Yes it is. First; like I said, we'd like to throw out Belgian Blue as well, even though that was genetically engineered the god-old-fashioned way. Second, and more important, the kind of experimentation that GMO allows gives whole new degrees of freedom for the likes of Monsanto. Ways and means they didn't have before, or were even close to having.
Again work factor counts. In fact, it's the "it's just genes modified another way" that is the straw man here. (A slogan invented by the GMO industry, no doubt.) It's no different from saying; "Hey, an M240 GPMG is just as dangerous as a bow and arrow. After all, all they do is make holes in something. If you allow the bow and arrow there's no reason to forbid the M240. Saying there is a difference is just a reactionary knee-jerk."
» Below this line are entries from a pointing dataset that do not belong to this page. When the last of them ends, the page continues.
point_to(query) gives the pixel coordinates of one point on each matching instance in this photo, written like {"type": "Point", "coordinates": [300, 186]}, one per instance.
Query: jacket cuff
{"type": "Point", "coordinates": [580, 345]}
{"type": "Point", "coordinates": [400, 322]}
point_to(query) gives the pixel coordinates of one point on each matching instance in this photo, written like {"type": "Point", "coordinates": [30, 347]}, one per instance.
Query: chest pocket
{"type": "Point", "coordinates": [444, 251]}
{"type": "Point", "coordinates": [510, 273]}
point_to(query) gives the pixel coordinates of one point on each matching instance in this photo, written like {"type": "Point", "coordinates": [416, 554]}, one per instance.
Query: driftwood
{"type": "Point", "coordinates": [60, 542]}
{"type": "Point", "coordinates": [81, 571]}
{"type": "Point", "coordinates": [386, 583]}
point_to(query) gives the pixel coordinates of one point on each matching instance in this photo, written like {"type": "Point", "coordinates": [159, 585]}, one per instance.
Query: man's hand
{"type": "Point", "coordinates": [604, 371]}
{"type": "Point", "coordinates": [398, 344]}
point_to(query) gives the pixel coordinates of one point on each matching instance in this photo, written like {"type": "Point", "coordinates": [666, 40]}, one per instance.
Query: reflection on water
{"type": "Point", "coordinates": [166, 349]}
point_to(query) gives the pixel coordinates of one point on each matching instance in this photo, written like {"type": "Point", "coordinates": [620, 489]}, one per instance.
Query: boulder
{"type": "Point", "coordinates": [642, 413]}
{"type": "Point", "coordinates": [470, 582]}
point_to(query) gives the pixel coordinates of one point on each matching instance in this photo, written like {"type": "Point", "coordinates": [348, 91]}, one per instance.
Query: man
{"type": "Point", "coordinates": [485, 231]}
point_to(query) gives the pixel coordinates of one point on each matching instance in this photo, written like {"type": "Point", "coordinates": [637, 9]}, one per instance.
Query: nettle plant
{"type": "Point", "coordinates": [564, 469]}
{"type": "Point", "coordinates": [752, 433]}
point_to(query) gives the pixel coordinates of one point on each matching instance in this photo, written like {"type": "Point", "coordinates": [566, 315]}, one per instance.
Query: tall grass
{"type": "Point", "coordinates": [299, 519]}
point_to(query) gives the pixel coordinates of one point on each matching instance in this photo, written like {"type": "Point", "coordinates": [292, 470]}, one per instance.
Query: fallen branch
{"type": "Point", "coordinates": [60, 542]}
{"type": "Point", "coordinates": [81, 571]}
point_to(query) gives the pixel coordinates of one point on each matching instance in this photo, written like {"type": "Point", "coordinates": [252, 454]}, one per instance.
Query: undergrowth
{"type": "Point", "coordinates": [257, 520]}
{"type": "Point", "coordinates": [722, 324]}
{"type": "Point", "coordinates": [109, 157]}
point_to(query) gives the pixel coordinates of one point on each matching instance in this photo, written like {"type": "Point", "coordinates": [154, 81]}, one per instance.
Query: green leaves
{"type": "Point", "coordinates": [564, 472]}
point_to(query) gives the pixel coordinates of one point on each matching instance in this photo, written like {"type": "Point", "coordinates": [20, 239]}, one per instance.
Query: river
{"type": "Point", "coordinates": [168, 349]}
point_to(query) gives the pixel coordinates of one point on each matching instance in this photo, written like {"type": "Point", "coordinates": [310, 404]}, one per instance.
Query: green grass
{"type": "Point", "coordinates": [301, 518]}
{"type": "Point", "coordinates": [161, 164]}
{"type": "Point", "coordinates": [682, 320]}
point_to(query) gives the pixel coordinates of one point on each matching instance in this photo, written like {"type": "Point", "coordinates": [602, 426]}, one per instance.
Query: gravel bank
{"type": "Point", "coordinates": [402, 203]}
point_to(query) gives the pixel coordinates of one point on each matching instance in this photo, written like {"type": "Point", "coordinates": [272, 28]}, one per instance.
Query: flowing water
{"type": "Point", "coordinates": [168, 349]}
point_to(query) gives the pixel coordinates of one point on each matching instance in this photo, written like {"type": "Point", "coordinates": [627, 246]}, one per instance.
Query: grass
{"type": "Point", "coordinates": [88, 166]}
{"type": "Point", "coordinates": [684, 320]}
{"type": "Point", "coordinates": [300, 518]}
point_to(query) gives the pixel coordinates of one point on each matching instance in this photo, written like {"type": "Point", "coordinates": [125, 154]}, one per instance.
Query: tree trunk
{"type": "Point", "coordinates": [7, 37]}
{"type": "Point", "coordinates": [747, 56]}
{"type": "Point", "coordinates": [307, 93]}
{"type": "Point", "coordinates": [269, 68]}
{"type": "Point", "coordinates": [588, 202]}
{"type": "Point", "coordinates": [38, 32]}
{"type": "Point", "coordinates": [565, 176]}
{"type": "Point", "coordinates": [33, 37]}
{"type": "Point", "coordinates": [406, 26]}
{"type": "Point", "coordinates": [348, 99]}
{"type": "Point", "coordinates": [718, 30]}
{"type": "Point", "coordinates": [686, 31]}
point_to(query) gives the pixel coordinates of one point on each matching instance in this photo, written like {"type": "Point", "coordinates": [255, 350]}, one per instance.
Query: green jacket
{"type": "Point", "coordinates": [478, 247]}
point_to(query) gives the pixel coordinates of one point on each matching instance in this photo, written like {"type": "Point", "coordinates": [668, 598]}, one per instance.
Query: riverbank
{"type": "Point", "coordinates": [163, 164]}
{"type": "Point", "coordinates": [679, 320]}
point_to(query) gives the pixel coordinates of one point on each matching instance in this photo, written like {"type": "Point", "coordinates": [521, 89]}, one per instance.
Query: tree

I've made a bow and have had fun shooting it with my 8-year old. Haven't seen an M240 since the army took it back (actually my brother was the asst. machine gunner, but you get the gist). And you know, I'm fine with them making that distinction. And I agree with it. Work factor counts!
Finally, you're creating a strawman with regards to Monsanto: Just because they're a producer of GMO doesn't mean I'm defending their business practices. I'm not. I'm saying that making blanket statements about products based solely on the fact that they're genetically altered is reactionary, alarmist, and unproductive
Yeah, and I'm saying that we'd like to see proof of some actual tangible benefit from these products (other than lining the pockets of Monsanto and the FDA) before we consider them. We don't let them inject beef-to-be with growth hormones either.
Now, the potential for harm is clearly there. Technology in and of itself is not necessarily value neutral/morally neutral. But even so, we're willing to reconsider if we saw one product with a tangible benefit that didn't also have a drawback/risks that were insufficiently studied. Making "blanket statements" about something based on your unequivocal observation of each instance you've come across is called "experience".
If you want to call that "conservative" then by all means, go ahead. "Reactionary" it's not. We don't have any (or at least nearly) the debate when it comes to medicine research/production using GMO. It's the people in the food industry using the technology we don't trust. Not the technology. We're just sceptical about that. We haven't got any good reason to be otherwise.